Yesterday’s question was, ‘what makes a person good?’ I had added, ‘if you choose, comment on whether the grandmother in A Good Man is Hard to Find, was good?’ Emily Fink was not your typical Literature instructor. Nor was I. Neither of us believed a student had to deliver an answer, one that reconciled with most literary scholars. Each student’s thought ignited a conversation that made Emily Fink the envy of the most creative high school English teacher.

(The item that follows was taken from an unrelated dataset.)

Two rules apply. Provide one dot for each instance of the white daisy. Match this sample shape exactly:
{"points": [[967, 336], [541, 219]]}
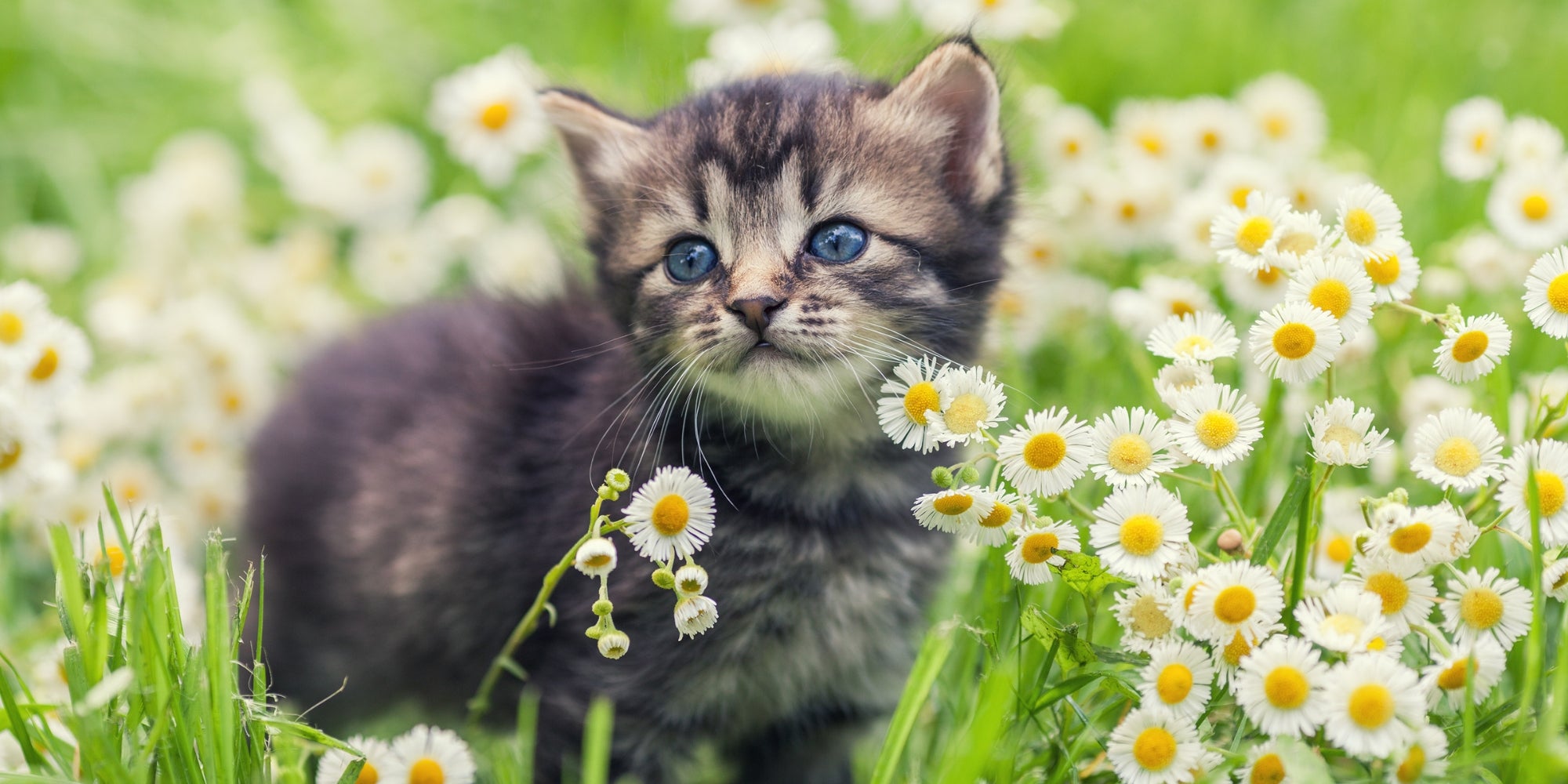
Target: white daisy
{"points": [[1473, 134], [1395, 275], [1282, 686], [1178, 678], [1373, 703], [1047, 454], [1235, 598], [1147, 615], [1177, 379], [1294, 343], [1343, 620], [1288, 115], [1130, 448], [1037, 551], [1338, 286], [1247, 238], [1370, 222], [998, 523], [1216, 426], [970, 404], [335, 761], [1530, 206], [490, 114], [597, 557], [1138, 531], [1194, 338], [1547, 294], [1406, 597], [1446, 678], [1457, 449], [1487, 608], [1415, 537], [430, 755], [1473, 347], [1155, 747], [910, 397], [1343, 435], [695, 615], [672, 515], [1425, 757], [953, 510]]}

Tenth-grader Clara Ellington had been the first to respond, “it depends on who you ask. I suspect everyone thinks herself good. It’s easier to say the Misfit was bad, pure evil. Good and evil are opposites. Treating everyone with respect makes one good. The grandmother was not evil, but she annoyed me to death. Therefore, she wasn’t good, or, at least, was missing some necessary ingredient.” Ben Gilbert had responded. He was one of Clara’s students. “Asking a person whether he is good is like asking the fox if he is guarding the chickens. You won’t receive a reliable answer. There must be a standard. For me, the Bible sets out what makes a person good. Without it, all is relative. It is subjective. The grandmother was not good. But, she did think she was good.”
From there, forty other students had chimed in. Before coming to class this morning, I was speechless over the response from my first Facebook question. I made a mental note to email Emily and thank her. This new teaching method wasn’t going to be easy. If I did my job right, I needed to read every comment and reply often when it seemed some thread was going derailing.
By the end of the day, I decided to expand my newly discovered teaching nugget to my other two classes. Cullie was already in my room after the last bell rang when I remembered I wanted to borrow a VCR to watch Darla’s videocassette tape I had found in her suitcase. For once, I was glad to see Patrick Wilkins. He was more than eager to accompany me to the dark little room behind the drama department’s stage. After ten minutes of the two of us alternately climbing a step-stool, reaching up and over a dusty inventory of mostly antiquated stereos, reel-to-reels, and RCA camcorders, he eyed me from the tips of my shoes to the top of my head as he peered down at me holding an old Panasonic. Walking to my car with the heavy VCR with Cullie complaining it could not be as heavy as the book-bag she was toting, I no longer doubted Patrick Wilkins entertained erotic desires for every inch of my body.